Игорь быстро подписал бумаги, передал их незнакомцу и воткнул перо в шляпу. Заказчик взвыл от боли и сорвал с себя полумаску, все это время скрывавшую его лицо. Но и без полумаски лицо невозможно было разглядеть из-за широкополой шляпы, да и небо еще больше помрачнело и потемнело. Ветер дул резкими порывами.
– Чего ж ты наделал! Это чье имя «Феодор»? Я же говорил, что надо подписывать от себя!
– Это мой псевдоним. Как и у вас.
– Как у меня, как у меня! Ладно, теперь уж все равно бумаги испорчены. Хотя, может, и получится. Держи твой экземпляр на собственность.
– А вам – не нужен?
– А мне достаточно, что ты кровью подписал… Сможешь по псевдониму въехать в мансарду, а она свободна и ждет тебя, то выполняй мой заказ.
– Так что за заказ-то?
– Там же написано! Ты что же, не читал?!
– Нет, не успел! Сами ж гнали. Да и как тут прочтешь: белые ночи почернели!

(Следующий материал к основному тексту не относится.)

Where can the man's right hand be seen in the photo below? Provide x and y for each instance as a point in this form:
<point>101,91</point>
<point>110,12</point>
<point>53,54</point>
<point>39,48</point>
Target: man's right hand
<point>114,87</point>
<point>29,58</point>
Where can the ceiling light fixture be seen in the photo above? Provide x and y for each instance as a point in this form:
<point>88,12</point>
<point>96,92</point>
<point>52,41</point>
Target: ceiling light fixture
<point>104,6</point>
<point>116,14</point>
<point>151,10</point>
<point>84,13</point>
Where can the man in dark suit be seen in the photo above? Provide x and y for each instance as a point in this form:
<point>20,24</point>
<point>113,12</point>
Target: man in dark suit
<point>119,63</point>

Заказчик провел ладонью по бумаге, и та зафосфоресцировала. Игорь, нисколько не удивившись такому необычному освещению, уткнулся в документ и стал медленно читать. Незнакомец опять хрюкнул, но теперь больше от возмущения нерасторопностью Игоря.

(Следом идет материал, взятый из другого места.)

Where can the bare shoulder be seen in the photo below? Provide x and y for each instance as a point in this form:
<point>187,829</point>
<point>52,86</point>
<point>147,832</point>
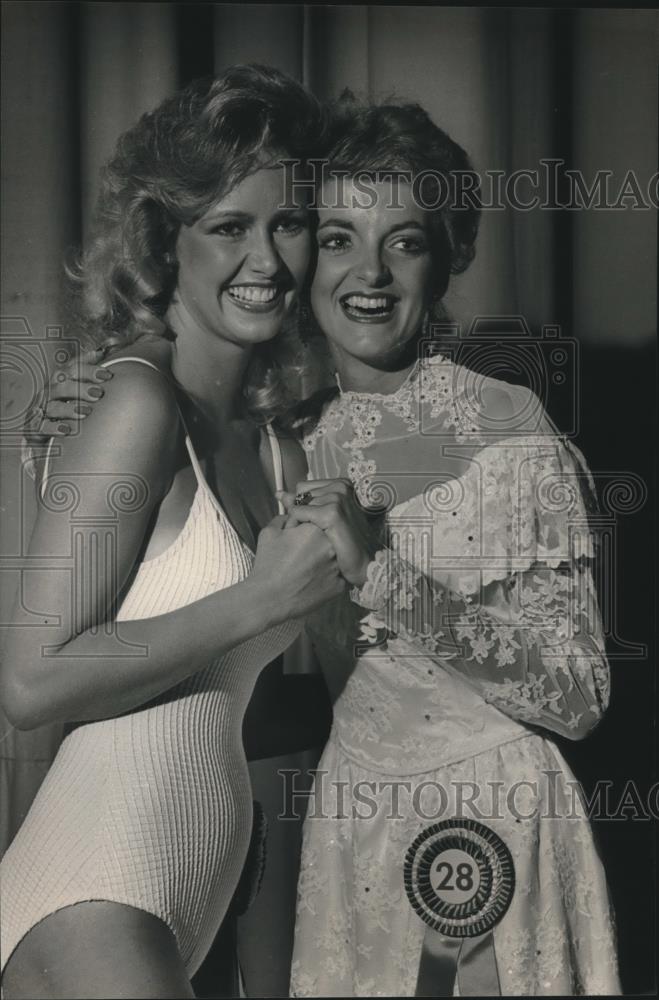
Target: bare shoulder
<point>132,430</point>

– Надо было сказать, что во тьме не видишь. Да не читай все подряд, если захочется, то потом прочтешь! Вот тридцать третий пункт: «Поле битвы – сердце человека!» Все остальное сам придумаешь… Расстроил ты меня, псевдонимщик. Предупреждать надо.
Простившись с Игорем, заказчик быстро вернулся к экипажу и прыгнул в карету. Лошади заржали, рванулись с места, и экипаж исчез за углом.
Игорь остался стоять со скомканным в руке договором перед незаконченной картиной, на которой некто в черном запрыгивал в карету восемнадцатого века. Взгляд Игоря был прикован к оставленной на мостовой полумаске исчезнувшего заказчика. Игорю казалось, что полумаска выжидающе смотрела на него и морщилась, как и сам Игорь, от избытка серы в атмосфере. Он перевел взгляд на картину и… дописал на холсте полумаску, лежащую на мостовой.
1. Странник
Темной осенней ночью по лесной тропе на слабо мерцающий вдалеке свет шел странник. Тропы не было видно, и он то и дело спотыкался и падал, но каждый раз безропотно поднимался и продолжал идти на мерцающие огни. Лес был редкий, старый, и часто приходилось перелезать через стволы и корни поваленных бурей вековых деревьев. Раз странник запутался, наступив в клубок тонких, крепких корней, и, высвобождаясь от сковавших движение пут, рванулся что есть сил, да не смог разорвать узы, а напротив, еще более увяз, провалившись по пояс в заброшенную медвежью берлогу. Но и этому падению путник не удивился и, высвободив руки, зажег свечу и зашептал Иисусову молитву…
Когда лес кончился, странник остановился перевести дух и стал вглядываться в отдаленное мерцание. Луна вышла из-за тучи, и взору странника предстал купол монастырского собора. Перекрестившись, он пошел по дороге, ведущей к монастырю…
Ворота были закрыты, но в лунном свете частично проступала резная надпись на деревянной табличке слева от ворот: «Монастырь преподоб…» Далее буквы поглощала темнота.
Странник присел на лавочку у монастырских ворот и задремал.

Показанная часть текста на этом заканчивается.